I’m trying to add support for Okta in my application, and running into trouble with the logout. SSO is working fine, but when the app sends an SLO request, Okta responds with a generic login page, as if the request was not understood at all.
The HTTP-Redirect URL below, with line-breaks for readability (and some editing to hide my email address), shows what I believe are all of the pieces needed for the request, according to the SAML bindings spec.

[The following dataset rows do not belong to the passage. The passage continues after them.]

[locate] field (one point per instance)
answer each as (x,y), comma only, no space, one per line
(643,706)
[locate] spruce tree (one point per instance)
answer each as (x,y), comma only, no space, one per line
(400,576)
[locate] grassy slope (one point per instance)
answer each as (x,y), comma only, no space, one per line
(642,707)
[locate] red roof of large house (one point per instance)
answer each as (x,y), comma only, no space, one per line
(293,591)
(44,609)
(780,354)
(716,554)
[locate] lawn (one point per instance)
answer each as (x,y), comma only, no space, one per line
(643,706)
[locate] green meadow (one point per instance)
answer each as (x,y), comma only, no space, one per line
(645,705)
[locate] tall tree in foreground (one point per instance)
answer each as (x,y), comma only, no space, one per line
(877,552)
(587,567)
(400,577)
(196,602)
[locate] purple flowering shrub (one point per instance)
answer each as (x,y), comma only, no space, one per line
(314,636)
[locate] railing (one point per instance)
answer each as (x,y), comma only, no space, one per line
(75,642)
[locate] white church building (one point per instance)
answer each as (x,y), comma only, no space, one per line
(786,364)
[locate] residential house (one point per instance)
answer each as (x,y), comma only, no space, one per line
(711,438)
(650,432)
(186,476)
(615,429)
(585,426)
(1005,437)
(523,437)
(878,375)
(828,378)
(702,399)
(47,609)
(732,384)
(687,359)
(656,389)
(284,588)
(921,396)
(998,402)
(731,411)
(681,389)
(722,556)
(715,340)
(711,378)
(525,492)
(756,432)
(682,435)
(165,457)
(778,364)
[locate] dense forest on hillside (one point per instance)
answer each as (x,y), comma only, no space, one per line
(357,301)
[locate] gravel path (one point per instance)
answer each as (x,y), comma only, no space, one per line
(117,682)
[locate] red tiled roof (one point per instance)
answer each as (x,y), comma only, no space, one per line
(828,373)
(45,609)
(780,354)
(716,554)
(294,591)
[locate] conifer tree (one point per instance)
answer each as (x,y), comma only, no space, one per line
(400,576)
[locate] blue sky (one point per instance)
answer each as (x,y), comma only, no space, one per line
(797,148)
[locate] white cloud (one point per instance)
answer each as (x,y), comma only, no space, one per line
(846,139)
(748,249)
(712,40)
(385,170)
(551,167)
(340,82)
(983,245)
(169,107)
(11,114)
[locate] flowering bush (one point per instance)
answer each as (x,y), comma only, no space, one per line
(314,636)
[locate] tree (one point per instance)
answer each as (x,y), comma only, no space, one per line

https://dev-329288.oktapreview.com/app/softwaredev329288_p4prototype_1/exkevnxi0c5MkvGx50h7/slo/saml
?SAMLRequest=fZLLbtswEEV...vULzBQ%3D%3D
&SigAlg=http%3A%2F%2Fwww.w3.org%2F2001%2F04%2Fxmldsig-more%23rsa-sha256
&Signature=EduvgzCordcX4na37FW%2BLSN7yFV7BCZJVfTKLB2dSrm6UgxmEBETH7QFx8PZ3ThPnat87%2BzJb8wU30M%2FOkddf6IONoKhDZ34MT4u2sE%2FbuLliXaoq%2BOnPJ7Z0TpoOmCgBFTEupOk25UZIiqA6saOSku7tvCFwe8dj4SmHOTUaaFjyX3uYPBa7ylMV8BfiBr0gvXLYdMd9HLU7cOW%2BYZ7aF10%2Bt0eVe0L3nvtwUWtSBseUZD48hY3wPsIJz7E6J83sc8lDixMBTsG0GrjOsvnWaKog6ZO%2FuzseXWhR014AuGo4mpDAViWhO7RbqW7C6NgxRfekZZ2AinZ58PRrQ23Yg%3D%3D
The above SAMLRequest decoded and formatted:
<?xml version="1.0"?>
<samlp:LogoutRequest
xmlns:samlp="urn:oasis:names:tc:SAML:2.0:protocol"
xmlns:saml="urn:oasis:names:tc:SAML:2.0:assertion"
ID="_93fc808c731b09352d5767a39ac866b605f81407f7"
Version="2.0"
IssueInstant="2018-09-13T00:02:39.732Z"
Destination="https://dev-329288.oktapreview.com/app/softwaredev329288_p4prototype_1/exkevnxi0c5MkvGx50h7/slo/saml">
<saml:Issuer>urn:example:sp</saml:Issuer>
<saml:NameID>nathan@example.com</saml:NameID>
<samlp:SessionIndex>_c088863e3a972850841ce691d4ba28f45dbaf0b5ff</samlp:SessionIndex>
</samlp:LogoutRequest>
Additionally:
- Enabled SAML 2.0, SSO, SLO, uploaded self-signed cert to oktapreview.
- Tried both HTTP-Redirect and HTTP-POST (with
ds:Signature
in theSAMLRequest
itself). - Tried with python3-saml (redirect and post) and Clever/saml2 (redirect only).
- Okta always responds with a generic login page.
I’m hoping someone out there has run into something similar and can offer guidance. Thank you in advance.